One positive part of Maldonado’s game that is difficult to quantify is how much pitchers enjoy throwing to him. Throughout his career, Maldonado’s main specialty has been his defense, and he has a reputation for being good at calling pitches. Maldonado’s experience and his ability to help his teammates will allow him to remain in the running for a roster spot for the White Sox in 2024.
This move comes shortly after the White Sox purchased catcher Max Stassi, 32 (2.9 fWAR in 2021, 0.0 fWAR in 2022, did not play in 2023), for what tracks right now to be the league minimum salary. The South Siders also have Carlos Pérez and Korey Lee, but both of them have struggled in the small amount of MLB experience they have had.

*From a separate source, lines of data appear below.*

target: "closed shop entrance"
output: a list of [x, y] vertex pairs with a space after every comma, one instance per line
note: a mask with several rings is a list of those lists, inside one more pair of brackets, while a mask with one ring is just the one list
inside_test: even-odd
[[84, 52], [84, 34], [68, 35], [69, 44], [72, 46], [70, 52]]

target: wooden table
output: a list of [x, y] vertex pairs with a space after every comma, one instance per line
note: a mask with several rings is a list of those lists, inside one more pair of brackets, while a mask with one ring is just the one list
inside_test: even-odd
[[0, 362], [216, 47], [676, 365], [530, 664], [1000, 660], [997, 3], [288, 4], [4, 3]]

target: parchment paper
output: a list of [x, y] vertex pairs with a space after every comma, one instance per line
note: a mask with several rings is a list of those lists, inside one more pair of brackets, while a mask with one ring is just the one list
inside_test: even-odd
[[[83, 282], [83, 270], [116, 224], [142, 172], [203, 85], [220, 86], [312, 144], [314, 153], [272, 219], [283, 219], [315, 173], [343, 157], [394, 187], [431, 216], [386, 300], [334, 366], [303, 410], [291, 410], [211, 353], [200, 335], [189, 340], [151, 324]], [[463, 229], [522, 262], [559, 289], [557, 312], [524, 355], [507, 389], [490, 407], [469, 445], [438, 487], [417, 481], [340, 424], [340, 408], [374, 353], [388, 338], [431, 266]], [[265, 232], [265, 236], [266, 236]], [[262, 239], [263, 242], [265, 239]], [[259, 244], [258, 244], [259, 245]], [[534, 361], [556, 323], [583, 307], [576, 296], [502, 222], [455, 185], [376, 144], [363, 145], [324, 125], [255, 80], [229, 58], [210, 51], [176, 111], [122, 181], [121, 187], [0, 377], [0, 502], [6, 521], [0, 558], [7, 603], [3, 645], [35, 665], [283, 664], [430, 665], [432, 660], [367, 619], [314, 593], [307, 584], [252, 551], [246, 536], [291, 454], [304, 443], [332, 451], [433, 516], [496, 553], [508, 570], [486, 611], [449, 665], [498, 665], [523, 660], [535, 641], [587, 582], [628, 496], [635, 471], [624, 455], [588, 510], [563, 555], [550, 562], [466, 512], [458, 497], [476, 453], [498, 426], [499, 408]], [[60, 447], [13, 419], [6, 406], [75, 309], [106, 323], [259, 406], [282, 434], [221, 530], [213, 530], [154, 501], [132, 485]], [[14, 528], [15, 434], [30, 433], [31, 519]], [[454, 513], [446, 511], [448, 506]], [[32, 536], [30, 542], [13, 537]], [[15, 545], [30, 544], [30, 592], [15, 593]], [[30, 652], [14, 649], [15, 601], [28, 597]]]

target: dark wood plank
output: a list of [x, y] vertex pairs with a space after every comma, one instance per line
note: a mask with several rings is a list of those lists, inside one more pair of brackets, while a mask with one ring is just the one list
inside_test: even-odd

In Lee’s case, he was drafted at the tail end of the first round by the Astros in 2019, and stood as one of the organization’s highest-rated prospects. However, his bat has not been close to MLB-ready, and it appears that the White Sox are uncomfortable relying on him to handle the position in 2024 — at least beyond an understudy role.
Although the White Sox have many options at the position, none are particularly appealing. Then again, they have few appealing options for any position on the team. So, if there ever was a time it was acceptable to sign a declining veteran to a one-year deal, now would be among the best times to do that.
It’s almost as if the team is chasing an overall No. 1 draft pick in 2025 it cannot make.